The Art of Locking Granularity: Segmented Sharding and Pre-Hashing in Concurrent Sets
In high-concurrency systems, the standard library's Mutex<HashMap<K, V>> is often a performance bottleneck. When dozens of threads contend for a single global lock, CPU time is wasted on context switching and lock waiting rather than actual business logic.
Today, we explore a pattern widely proven in the industry: the combination of Lock Sharding and Pre-hashing. We will use Rust to demonstrate how to build a ShardedHashSet that minimizes lock contention while maintaining thread safety.
Core Design: Divide and Conquer
The core idea of lock sharding is incredibly simple: if one big lock is too slow, break it into $N$ small locks.
We divide the entire hash space into $N$ Shards. Each shard is an independent RwLock<HashSet<T>>. When inserting or looking up an element:
- Calculate the hash of the element.
- Determine which shard it belongs to via
hash % shard_count. - Lock only that specific shard.
As long as the data distribution is uniform, concurrency can theoretically improve by a factor of $N$.
Pre-hashing: Compute Once, Use Everywhere
In a sharded design, hash calculation is critical. A common pitfall involves calculating the hash once to locate the shard, and then calculating it again inside the shard's internal HashSet insertion logic. If the Key is a long string or complex object, this duplicate computation is expensive.

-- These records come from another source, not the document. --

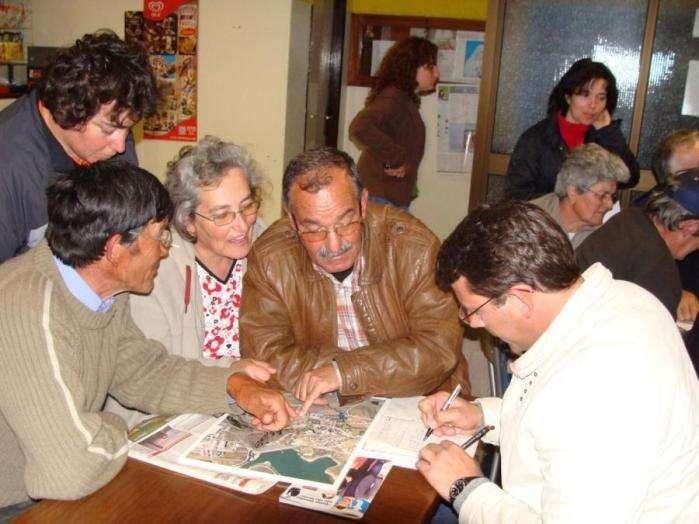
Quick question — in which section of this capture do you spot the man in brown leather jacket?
[240,148,470,413]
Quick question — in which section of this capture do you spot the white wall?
[338,86,471,239]
[15,0,310,222]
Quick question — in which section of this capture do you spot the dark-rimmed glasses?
[588,189,619,204]
[459,297,497,324]
[143,228,172,249]
[194,200,260,226]
[297,219,362,242]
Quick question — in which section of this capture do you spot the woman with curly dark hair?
[505,58,640,200]
[349,36,439,209]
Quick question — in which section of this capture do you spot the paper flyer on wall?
[129,414,276,495]
[180,399,384,489]
[279,457,392,519]
[682,60,699,116]
[437,84,478,173]
[124,0,199,141]
[410,28,485,85]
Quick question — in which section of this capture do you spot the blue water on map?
[243,450,336,484]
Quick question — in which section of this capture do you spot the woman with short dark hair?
[505,58,640,200]
[349,36,439,209]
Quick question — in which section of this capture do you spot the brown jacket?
[240,204,470,396]
[349,86,425,206]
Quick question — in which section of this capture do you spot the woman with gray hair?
[531,143,629,248]
[108,136,274,425]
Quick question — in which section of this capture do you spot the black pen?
[461,426,495,449]
[422,384,461,440]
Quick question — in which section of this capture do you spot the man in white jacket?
[418,202,699,523]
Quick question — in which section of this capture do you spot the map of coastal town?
[181,399,384,489]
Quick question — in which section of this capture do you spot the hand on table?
[677,289,699,322]
[418,391,483,436]
[417,440,483,500]
[226,373,298,431]
[294,364,340,416]
[231,358,277,382]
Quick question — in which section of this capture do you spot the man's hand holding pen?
[417,391,490,500]
[418,391,483,436]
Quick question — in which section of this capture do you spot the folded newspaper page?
[279,457,391,519]
[175,399,384,490]
[358,397,476,469]
[129,414,275,495]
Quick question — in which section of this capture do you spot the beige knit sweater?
[0,242,235,507]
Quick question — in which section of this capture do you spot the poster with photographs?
[124,0,199,141]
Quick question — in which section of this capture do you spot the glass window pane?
[638,0,699,169]
[492,0,647,154]
[485,173,505,203]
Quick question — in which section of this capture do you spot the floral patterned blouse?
[196,259,243,359]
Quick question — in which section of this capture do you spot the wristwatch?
[449,476,483,505]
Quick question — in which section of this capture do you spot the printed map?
[181,399,384,489]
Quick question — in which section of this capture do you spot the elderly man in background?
[531,143,629,248]
[418,202,699,524]
[240,148,469,413]
[651,129,699,327]
[0,33,156,262]
[0,161,294,517]
[576,169,699,320]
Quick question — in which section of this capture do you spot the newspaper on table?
[358,397,476,469]
[279,457,392,519]
[129,414,275,495]
[175,399,384,490]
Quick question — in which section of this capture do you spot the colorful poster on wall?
[124,0,199,141]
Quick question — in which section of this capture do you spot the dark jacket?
[505,116,640,200]
[0,92,138,262]
[240,204,470,397]
[575,207,682,318]
[349,86,425,206]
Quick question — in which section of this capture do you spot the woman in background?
[505,58,640,200]
[349,36,439,209]
[531,144,629,249]
[107,136,274,426]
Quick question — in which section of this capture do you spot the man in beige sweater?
[0,162,295,514]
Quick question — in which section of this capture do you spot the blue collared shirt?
[53,256,114,313]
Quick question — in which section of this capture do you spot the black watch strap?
[449,475,483,504]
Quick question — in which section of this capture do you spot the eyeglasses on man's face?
[297,220,362,242]
[459,297,496,324]
[143,228,172,249]
[588,189,619,204]
[194,200,260,226]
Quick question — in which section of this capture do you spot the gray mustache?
[318,241,352,258]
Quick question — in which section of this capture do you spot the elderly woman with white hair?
[107,136,274,425]
[531,143,630,249]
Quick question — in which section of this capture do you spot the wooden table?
[13,459,440,524]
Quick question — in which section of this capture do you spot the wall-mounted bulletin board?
[348,14,485,176]
[347,13,485,87]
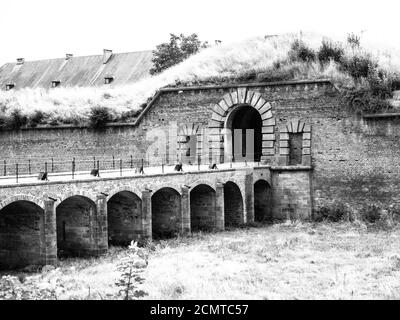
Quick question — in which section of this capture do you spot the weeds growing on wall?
[115,241,148,300]
[89,107,111,129]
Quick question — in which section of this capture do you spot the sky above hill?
[0,0,400,65]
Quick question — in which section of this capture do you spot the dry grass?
[0,224,400,299]
[0,33,400,123]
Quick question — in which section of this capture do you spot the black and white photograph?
[0,0,400,308]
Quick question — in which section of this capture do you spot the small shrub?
[0,115,8,131]
[340,55,378,80]
[347,33,361,50]
[317,40,344,64]
[288,40,315,62]
[115,241,148,300]
[361,204,381,223]
[89,107,111,129]
[314,203,348,222]
[103,92,112,100]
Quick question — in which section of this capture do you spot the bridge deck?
[0,162,260,188]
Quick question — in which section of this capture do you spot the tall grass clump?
[115,241,148,300]
[89,107,111,129]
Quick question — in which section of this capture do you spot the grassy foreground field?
[0,223,400,299]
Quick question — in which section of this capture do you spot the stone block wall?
[272,167,312,221]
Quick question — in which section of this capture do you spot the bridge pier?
[92,195,108,255]
[142,190,153,240]
[215,182,225,231]
[243,171,254,223]
[180,186,191,235]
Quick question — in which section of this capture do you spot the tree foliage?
[150,33,208,74]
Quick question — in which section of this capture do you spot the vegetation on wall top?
[0,33,400,129]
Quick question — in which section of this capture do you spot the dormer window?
[104,76,114,84]
[51,80,61,88]
[6,83,15,91]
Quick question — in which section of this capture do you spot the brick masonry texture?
[0,81,400,268]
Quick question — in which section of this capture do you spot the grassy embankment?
[3,223,400,299]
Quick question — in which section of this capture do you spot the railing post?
[72,158,75,179]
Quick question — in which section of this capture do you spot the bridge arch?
[209,87,276,162]
[0,200,46,269]
[57,190,97,207]
[0,194,44,210]
[107,190,143,246]
[151,187,182,239]
[106,185,142,200]
[56,194,97,257]
[254,179,273,222]
[190,183,217,231]
[224,181,244,227]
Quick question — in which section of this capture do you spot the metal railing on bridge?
[0,155,260,185]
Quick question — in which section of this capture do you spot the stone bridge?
[0,166,294,269]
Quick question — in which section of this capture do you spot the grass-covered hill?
[0,33,400,130]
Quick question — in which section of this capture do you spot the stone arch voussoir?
[0,194,44,210]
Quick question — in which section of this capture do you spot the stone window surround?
[278,119,311,166]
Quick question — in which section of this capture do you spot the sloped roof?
[0,51,152,90]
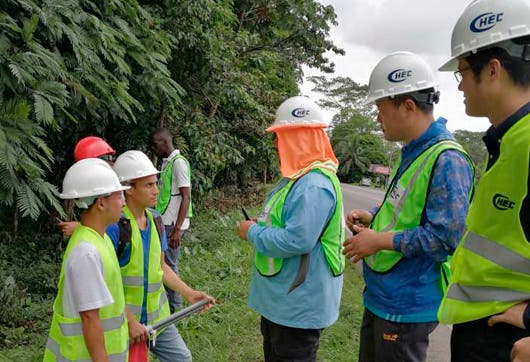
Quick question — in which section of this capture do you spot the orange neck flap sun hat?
[266,96,339,179]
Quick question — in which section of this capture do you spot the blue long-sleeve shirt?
[363,118,473,322]
[247,172,342,329]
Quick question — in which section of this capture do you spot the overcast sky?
[301,0,490,131]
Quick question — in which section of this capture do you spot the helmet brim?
[59,185,131,200]
[265,123,329,132]
[438,57,458,72]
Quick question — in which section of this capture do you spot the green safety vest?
[254,163,345,280]
[44,224,129,362]
[364,140,473,282]
[438,114,530,324]
[121,206,169,325]
[156,154,193,217]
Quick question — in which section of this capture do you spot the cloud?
[301,0,489,131]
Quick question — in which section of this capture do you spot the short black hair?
[390,88,440,114]
[465,36,530,88]
[149,127,173,140]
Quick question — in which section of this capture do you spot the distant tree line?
[309,76,486,182]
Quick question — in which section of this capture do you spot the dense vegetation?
[0,0,484,361]
[0,0,342,228]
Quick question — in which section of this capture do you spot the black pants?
[359,309,438,362]
[261,317,322,362]
[451,317,530,362]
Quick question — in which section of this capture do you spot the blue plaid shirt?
[364,118,473,323]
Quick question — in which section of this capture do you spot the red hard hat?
[74,136,116,161]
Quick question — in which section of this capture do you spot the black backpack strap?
[153,215,164,241]
[116,216,132,260]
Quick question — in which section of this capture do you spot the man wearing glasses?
[438,0,530,361]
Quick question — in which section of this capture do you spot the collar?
[482,102,530,145]
[162,148,180,161]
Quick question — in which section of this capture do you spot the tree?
[0,0,182,228]
[0,0,343,229]
[453,130,486,180]
[309,76,393,182]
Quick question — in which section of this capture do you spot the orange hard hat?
[74,136,116,161]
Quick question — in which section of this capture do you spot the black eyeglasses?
[98,153,116,162]
[454,67,471,84]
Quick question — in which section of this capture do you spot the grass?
[0,204,363,362]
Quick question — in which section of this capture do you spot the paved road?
[342,184,451,362]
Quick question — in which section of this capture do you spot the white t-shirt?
[162,150,191,230]
[63,242,114,318]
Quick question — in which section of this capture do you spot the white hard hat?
[439,0,530,72]
[113,151,160,182]
[364,52,438,104]
[59,158,129,199]
[267,96,328,132]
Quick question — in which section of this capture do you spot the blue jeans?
[164,224,187,313]
[150,325,191,362]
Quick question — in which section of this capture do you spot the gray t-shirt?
[161,150,191,230]
[63,242,114,318]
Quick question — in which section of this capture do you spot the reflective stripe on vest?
[156,154,193,217]
[59,314,125,337]
[438,114,530,324]
[121,206,169,324]
[254,162,345,280]
[44,337,128,362]
[364,140,473,277]
[44,225,129,362]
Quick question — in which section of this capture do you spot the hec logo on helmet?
[387,69,412,83]
[469,13,504,33]
[493,194,515,211]
[291,108,310,118]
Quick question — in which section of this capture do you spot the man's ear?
[487,58,502,80]
[125,186,134,195]
[94,197,105,210]
[402,98,417,112]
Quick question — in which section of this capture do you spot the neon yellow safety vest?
[121,206,169,325]
[254,163,345,280]
[364,140,473,280]
[438,114,530,324]
[156,154,193,217]
[44,224,129,362]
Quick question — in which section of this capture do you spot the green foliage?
[0,0,183,225]
[0,233,62,354]
[0,202,363,362]
[0,97,62,219]
[309,76,395,182]
[453,130,487,180]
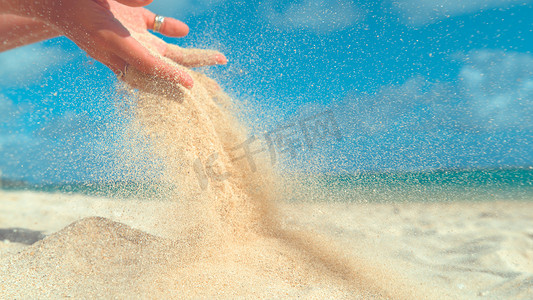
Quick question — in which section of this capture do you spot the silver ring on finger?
[154,15,165,32]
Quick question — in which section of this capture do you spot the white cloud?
[459,50,533,128]
[261,0,365,34]
[394,0,533,26]
[0,44,68,87]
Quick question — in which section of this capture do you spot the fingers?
[110,37,193,89]
[116,0,152,7]
[144,9,189,37]
[164,44,228,68]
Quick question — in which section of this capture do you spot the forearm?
[0,14,60,52]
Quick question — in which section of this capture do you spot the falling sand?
[2,47,436,299]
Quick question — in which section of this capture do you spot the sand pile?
[2,41,428,299]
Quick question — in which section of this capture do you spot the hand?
[15,0,226,88]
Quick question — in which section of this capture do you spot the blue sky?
[0,0,533,182]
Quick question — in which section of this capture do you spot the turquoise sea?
[0,167,533,202]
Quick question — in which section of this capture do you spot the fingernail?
[215,53,228,65]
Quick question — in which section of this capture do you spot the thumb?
[115,0,152,7]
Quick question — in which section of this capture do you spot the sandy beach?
[0,191,533,299]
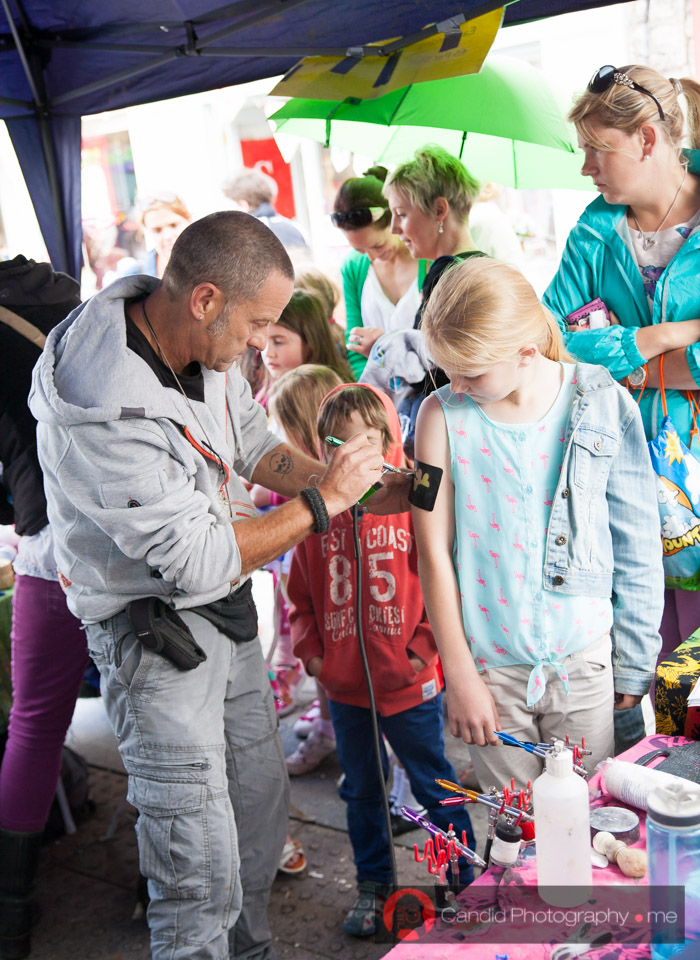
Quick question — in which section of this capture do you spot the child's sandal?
[279,837,306,876]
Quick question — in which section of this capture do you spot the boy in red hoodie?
[288,384,474,937]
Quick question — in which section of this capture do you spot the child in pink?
[288,384,474,936]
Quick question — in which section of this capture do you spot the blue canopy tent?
[0,0,632,277]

For extreme performance, we introduce a PreHashed structure to cache the hash value and pass it along with the Key.
Rust Implementation
We will use the parking_lot crate because its RwLock is lighter and supports better parking strategies than the standard library.
use std::collections::hash_map::DefaultHasher;
use std::collections::HashSet;
use std::hash::{Hash, Hasher};
use std::sync::Arc;
use parking_lot::RwLock;
// Pre-hashed wrapper: carries the pre-computed hash value
#[derive(Debug, Clone)]
struct PreHashed<T> {
value: T,
hash: u64,
}
impl<T: Hash> PreHashed<T> {
fn new(value: T) -> Self {
let mut hasher = DefaultHasher::new();
value.hash(&mut hasher);
let hash = hasher.finish();
Self { value, hash }
}
}
// To let HashSet use our pre-computed hash, we would ideally need a custom Hasher.
// Note: Here we assume the internal HashSet might re-hash or we use this hash
// primarily for shard routing. In a strict production environment, you might
// use a "PassThroughHasher" inside the shards to avoid re-hashing entirely.
//
// The code below focuses on the sharding logic.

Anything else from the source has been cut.